Make Do and Mend – Part and Parcel (2011, Paper + Plastick)

make-do-and-mend-part-and-parcelWenigstens ein akustischer Ausflug gehört mittlerweile zum guten Ton im Punkrock, Hardcore oder was auch immer. MAKE DO AND MEND legen nun ebenfalls ein paar ruhigere Songs vor, was gleichzeitig auch ihren Abschied von Paper + Plastick bedeutet. Fortan nämlich ist der Vierer bei Rise Records zu Hause. Man darf zu diesem Schritt gewiss geteilter Meinung sein. Mit „Part and Parcel” hat das natürlich herzlich wenig bis gar nichts zu tun, denn die sechs Songs klingen nicht wie ein schneller Abschiedsgruß, sondern ehrlich und authentisch. Genauso, wie man die Band mit ihren beiden EPs und ihrem Albumdebüt ins Herz geschlossen hat.

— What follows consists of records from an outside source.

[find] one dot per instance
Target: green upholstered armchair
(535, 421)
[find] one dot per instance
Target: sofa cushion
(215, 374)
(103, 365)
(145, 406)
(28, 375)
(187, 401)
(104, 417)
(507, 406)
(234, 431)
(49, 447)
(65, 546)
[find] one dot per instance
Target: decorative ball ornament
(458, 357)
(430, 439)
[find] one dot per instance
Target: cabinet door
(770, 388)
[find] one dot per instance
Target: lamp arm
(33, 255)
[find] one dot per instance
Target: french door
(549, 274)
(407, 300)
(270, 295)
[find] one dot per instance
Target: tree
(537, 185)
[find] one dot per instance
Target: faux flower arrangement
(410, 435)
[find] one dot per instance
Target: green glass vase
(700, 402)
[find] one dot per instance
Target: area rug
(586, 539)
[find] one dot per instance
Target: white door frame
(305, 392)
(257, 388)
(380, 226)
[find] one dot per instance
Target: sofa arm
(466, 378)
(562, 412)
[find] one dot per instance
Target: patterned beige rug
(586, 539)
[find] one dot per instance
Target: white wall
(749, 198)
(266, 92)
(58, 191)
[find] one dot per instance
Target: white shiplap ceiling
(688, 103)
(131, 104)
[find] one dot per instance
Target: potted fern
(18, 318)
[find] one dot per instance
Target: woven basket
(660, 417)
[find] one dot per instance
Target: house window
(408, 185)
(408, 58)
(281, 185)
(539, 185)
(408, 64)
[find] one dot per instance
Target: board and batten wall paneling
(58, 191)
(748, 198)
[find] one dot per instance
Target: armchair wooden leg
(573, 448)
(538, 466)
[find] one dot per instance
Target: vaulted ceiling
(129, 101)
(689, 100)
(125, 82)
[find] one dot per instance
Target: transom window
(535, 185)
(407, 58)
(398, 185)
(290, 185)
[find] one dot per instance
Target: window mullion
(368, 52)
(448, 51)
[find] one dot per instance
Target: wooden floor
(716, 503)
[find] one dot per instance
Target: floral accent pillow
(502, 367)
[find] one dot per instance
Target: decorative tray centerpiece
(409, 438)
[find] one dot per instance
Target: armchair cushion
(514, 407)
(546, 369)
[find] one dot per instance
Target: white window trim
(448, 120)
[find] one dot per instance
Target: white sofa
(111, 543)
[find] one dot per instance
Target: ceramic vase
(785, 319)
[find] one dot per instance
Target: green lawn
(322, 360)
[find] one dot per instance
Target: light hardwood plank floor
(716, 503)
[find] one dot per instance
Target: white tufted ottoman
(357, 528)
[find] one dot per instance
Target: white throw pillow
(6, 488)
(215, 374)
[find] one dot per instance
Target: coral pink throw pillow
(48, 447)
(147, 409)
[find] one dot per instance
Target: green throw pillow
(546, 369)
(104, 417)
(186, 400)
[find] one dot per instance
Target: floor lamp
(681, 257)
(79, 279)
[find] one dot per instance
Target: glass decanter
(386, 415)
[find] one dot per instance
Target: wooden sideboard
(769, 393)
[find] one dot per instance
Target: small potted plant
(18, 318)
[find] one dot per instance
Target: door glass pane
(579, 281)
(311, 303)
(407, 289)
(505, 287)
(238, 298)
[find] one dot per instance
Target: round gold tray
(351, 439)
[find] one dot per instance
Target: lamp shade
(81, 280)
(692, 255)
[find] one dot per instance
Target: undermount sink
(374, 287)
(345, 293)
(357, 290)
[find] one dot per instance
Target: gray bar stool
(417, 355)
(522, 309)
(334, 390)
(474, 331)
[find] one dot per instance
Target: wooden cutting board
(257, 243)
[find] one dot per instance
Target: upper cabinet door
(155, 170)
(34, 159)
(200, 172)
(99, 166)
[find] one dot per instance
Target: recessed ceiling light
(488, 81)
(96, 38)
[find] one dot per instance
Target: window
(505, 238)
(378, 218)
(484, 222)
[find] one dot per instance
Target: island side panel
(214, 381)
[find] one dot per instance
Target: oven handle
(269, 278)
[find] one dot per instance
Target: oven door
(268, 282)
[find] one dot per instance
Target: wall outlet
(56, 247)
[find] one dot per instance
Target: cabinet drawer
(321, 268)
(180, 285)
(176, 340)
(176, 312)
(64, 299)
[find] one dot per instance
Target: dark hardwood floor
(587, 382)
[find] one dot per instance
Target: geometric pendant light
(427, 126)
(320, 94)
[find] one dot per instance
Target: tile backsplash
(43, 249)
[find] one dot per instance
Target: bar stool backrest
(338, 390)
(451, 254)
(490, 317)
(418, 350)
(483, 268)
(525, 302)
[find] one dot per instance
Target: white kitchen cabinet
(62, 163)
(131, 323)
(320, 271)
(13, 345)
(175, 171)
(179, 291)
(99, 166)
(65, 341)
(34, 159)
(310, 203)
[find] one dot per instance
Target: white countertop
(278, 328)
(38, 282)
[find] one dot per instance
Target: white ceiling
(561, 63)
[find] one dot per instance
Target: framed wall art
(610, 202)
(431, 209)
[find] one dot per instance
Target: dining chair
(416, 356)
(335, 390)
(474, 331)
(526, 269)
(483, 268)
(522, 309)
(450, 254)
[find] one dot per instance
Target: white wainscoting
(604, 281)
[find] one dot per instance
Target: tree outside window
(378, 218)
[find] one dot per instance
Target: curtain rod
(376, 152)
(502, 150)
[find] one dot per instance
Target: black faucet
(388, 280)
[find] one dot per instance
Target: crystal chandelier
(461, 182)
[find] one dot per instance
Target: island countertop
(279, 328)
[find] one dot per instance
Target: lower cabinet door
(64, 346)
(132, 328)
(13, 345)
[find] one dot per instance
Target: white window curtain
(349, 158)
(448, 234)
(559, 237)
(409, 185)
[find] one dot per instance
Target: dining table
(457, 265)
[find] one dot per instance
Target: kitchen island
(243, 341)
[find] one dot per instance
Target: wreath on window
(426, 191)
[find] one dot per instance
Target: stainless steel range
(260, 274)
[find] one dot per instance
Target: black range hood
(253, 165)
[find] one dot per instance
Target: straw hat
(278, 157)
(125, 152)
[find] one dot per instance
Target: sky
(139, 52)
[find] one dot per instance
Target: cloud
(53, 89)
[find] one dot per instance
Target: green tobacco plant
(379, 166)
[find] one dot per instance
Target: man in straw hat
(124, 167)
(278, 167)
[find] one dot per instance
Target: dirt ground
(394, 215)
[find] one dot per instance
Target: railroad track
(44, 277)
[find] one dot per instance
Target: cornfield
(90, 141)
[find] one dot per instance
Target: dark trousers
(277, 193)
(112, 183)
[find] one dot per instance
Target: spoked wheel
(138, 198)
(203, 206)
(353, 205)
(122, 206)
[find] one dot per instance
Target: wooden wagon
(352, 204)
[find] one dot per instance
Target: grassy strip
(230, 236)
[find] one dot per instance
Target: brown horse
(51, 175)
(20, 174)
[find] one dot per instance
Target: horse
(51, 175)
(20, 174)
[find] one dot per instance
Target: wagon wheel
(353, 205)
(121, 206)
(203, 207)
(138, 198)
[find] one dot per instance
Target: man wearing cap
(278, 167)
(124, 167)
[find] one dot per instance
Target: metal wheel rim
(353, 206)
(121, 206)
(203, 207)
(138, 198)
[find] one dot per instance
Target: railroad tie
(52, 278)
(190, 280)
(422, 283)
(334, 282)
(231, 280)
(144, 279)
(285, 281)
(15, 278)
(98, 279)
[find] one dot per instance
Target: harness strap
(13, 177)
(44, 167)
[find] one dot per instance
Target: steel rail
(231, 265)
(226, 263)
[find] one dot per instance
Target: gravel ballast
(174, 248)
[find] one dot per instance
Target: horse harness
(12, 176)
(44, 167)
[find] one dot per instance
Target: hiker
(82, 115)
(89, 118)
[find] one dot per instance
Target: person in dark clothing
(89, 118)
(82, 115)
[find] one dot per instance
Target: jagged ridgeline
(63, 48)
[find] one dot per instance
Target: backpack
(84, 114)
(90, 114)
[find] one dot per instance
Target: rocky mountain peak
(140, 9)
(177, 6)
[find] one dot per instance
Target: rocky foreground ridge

Unterm Strich macht das hier sechs recht kurzweilige Songs. Drei davon kennt man vom Debütalbum, die beiden großartigen wie unterschiedlichen EPs werden leider nicht gewürdigt. „Unknowingly Strong” darf wie auf „End Measured Mile ” den Opener mimen. Anfangs wirkt das noch etwas schüchtern intoniert, doch wenn Sänger und Gitarrist James seinem Organ etwas Spielraum verschafft, spielt die Band auch auf akustischer Ebene ihre Stärken aus. Wobei MAKE DO AND MEND nicht einfach nur eine Akustik-Klampfe zur Hand nehmen, die Instrumentalisierung klingt nach deutlich mehr (Tiefgang). „Ghostal” wirkt bedächtig, fast schon traurig. Traurig passt auch auf das lediglich mit einer Gitarre begleitete TOUCHÉ AMORE-Cover „Home Away From Here”. Große Gefühle garantiert. Dazu noch „Transpant Seas” vom letzten Album und zwei neue Songs. Wobei auch diese in deutlich ruhigeren Fahrwassern schippern und mit dem im kommenden Jahr angepeilten Langspieler kaum etwas zu tun haben werden. Mehr als eine kleine Überbrückung ist „Part and Parcel” somit gewiss nicht, aber dafür eine zumindest überaus nette.